根据响应schema确认分区键，不要根据端点名称假设。

API behavior verification checklist

API行为验证清单

Before finalizing endpoint logic, verify these from docs (or reliable API examples):

Response shape: list vs object vs wrapped data (
```
{"data": [...]}
```
).
Pagination contract: Link header vs body cursor vs offset/page; next-page termination signal.
Ordering guarantees: ascending/descending/undefined for key time fields.
Rate limit headers and semantics (window reset timestamp, concurrent limits).
Field stability: whether candidate incremental/partition fields can change over time.

If behavior is not documented, keep parsing/merge logic conservative and add a code comment documenting the uncertainty.

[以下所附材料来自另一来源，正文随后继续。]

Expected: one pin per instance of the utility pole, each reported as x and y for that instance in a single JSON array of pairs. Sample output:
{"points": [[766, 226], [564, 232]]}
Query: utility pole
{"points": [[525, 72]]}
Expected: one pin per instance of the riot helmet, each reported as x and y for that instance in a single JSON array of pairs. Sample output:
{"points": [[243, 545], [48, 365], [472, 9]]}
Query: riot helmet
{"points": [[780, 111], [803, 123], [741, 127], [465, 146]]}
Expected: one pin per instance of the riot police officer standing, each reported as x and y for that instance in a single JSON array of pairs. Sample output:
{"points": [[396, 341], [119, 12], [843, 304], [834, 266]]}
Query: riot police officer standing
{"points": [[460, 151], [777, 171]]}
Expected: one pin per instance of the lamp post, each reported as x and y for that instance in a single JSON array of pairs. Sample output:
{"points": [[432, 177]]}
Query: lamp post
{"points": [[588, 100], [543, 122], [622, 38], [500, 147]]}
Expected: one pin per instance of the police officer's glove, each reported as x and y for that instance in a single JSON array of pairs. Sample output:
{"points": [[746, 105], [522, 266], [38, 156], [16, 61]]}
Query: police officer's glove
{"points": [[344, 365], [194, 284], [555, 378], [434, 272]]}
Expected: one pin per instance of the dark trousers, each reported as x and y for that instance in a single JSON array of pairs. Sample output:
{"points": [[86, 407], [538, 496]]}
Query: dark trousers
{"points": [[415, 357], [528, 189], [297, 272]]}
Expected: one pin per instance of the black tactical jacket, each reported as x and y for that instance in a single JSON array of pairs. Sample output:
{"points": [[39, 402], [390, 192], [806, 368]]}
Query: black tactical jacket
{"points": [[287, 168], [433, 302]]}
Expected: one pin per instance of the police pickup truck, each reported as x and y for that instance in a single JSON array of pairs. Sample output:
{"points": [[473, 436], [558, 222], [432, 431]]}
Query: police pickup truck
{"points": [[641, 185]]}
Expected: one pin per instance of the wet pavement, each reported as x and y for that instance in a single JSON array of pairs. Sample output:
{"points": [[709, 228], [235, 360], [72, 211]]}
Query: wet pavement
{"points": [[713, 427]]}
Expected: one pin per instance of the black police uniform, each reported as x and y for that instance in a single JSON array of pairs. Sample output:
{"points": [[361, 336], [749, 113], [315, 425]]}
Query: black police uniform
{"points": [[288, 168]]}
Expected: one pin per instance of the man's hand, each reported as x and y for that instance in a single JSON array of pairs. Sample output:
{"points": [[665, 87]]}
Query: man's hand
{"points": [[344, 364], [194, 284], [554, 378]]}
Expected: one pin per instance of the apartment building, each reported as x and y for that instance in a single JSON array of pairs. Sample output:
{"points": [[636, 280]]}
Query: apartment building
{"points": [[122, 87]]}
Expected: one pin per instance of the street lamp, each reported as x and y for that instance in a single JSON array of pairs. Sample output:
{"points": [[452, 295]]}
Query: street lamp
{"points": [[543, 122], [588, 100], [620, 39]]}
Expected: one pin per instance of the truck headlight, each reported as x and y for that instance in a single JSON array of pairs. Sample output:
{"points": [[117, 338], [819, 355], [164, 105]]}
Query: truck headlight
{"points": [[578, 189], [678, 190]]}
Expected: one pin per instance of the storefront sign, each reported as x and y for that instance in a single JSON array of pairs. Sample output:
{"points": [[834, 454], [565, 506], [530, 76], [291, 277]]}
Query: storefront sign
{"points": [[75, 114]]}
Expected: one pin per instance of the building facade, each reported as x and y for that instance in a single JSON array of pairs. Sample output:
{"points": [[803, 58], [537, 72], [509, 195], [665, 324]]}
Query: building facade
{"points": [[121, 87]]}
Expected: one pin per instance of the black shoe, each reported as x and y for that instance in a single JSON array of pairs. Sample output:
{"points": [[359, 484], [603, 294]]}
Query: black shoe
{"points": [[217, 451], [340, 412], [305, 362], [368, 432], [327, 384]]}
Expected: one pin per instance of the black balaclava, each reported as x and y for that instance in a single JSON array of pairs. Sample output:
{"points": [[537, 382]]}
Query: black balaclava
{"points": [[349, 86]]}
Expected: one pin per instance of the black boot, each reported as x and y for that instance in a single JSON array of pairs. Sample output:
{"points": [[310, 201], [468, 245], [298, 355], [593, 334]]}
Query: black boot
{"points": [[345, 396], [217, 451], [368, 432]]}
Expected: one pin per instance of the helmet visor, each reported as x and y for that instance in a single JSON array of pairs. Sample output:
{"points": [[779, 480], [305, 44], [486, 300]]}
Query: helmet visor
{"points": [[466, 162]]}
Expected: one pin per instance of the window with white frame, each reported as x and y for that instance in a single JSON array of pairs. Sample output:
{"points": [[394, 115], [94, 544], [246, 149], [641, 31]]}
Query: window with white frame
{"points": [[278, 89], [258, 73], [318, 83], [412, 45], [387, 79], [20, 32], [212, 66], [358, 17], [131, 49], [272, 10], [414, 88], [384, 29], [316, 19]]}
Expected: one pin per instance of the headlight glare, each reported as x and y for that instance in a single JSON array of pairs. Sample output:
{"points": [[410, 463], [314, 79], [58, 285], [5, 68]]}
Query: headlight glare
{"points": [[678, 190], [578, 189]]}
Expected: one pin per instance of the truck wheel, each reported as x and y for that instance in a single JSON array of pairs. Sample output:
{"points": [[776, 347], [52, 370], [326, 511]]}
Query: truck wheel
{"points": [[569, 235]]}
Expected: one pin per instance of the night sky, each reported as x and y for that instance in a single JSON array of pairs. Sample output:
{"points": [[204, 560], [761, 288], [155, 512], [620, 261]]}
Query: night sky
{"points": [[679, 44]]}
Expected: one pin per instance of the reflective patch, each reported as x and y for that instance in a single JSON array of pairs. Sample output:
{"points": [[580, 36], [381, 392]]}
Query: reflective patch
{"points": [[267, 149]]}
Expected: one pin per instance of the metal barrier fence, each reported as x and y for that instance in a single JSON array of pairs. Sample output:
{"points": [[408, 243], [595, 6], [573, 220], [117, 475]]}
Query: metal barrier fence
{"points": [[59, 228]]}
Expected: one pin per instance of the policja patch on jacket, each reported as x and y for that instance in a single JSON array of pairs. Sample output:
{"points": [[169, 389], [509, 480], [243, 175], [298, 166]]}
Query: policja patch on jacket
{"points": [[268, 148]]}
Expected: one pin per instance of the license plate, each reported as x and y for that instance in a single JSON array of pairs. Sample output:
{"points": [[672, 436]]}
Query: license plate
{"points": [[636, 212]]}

在确定端点逻辑之前，根据文档（或可靠的API示例）验证以下内容：

响应结构：列表 vs 对象 vs 包装数据（
```
{"data": [...]}
```
）。
分页约定：Link头 vs 主体游标 vs 偏移量/页码；下一页终止信号。
排序保证：关键时间字段的升序/降序/未定义。
速率限制头和语义（窗口重置时间戳、并发限制）。
字段稳定性：候选增量/分区字段是否会随时间变化。

如果行为未被记录，保持解析/合并逻辑保守，并添加代码注释记录不确定性。

Endpoint inventory workflow

端点清单工作流

Build an endpoint inventory before expanding coverage:
- endpoint path and auth scopes,
- grain (org/project/child fan-out),
- pagination style,
- primary key shape (single/composite),
- incremental candidate fields.
Keep the inventory in source-local docs (for example
```
posthog/temporal/data_imports/sources/<source>/api_inventory.md
```
) so future endpoint additions stay consistent.
Add endpoints in phases:
- org-level list endpoints first,
- then project-level fan-out,
- then child/fan-out endpoints with bounded pagination.

在扩展覆盖范围之前，构建端点清单：
- 端点路径和认证范围，
- 粒度（组织/项目/子扇出），
- 分页样式，
- 主键结构（单键/复合键），
- 候选增量字段。
将清单保存在源本地文档中（例如
```
posthog/temporal/data_imports/sources/<source>/api_inventory.md
```
），以便未来添加端点时保持一致性。
分阶段添加端点：
- 先添加组织级列表端点，
- 然后添加项目级扇出端点，
- 最后添加带有限制分页的子/扇出端点。

Top-level endpoints (org/account level)

顶级端点（组织/账户级）

Top-level endpoints are list/read endpoints that do not require parent-row expansion.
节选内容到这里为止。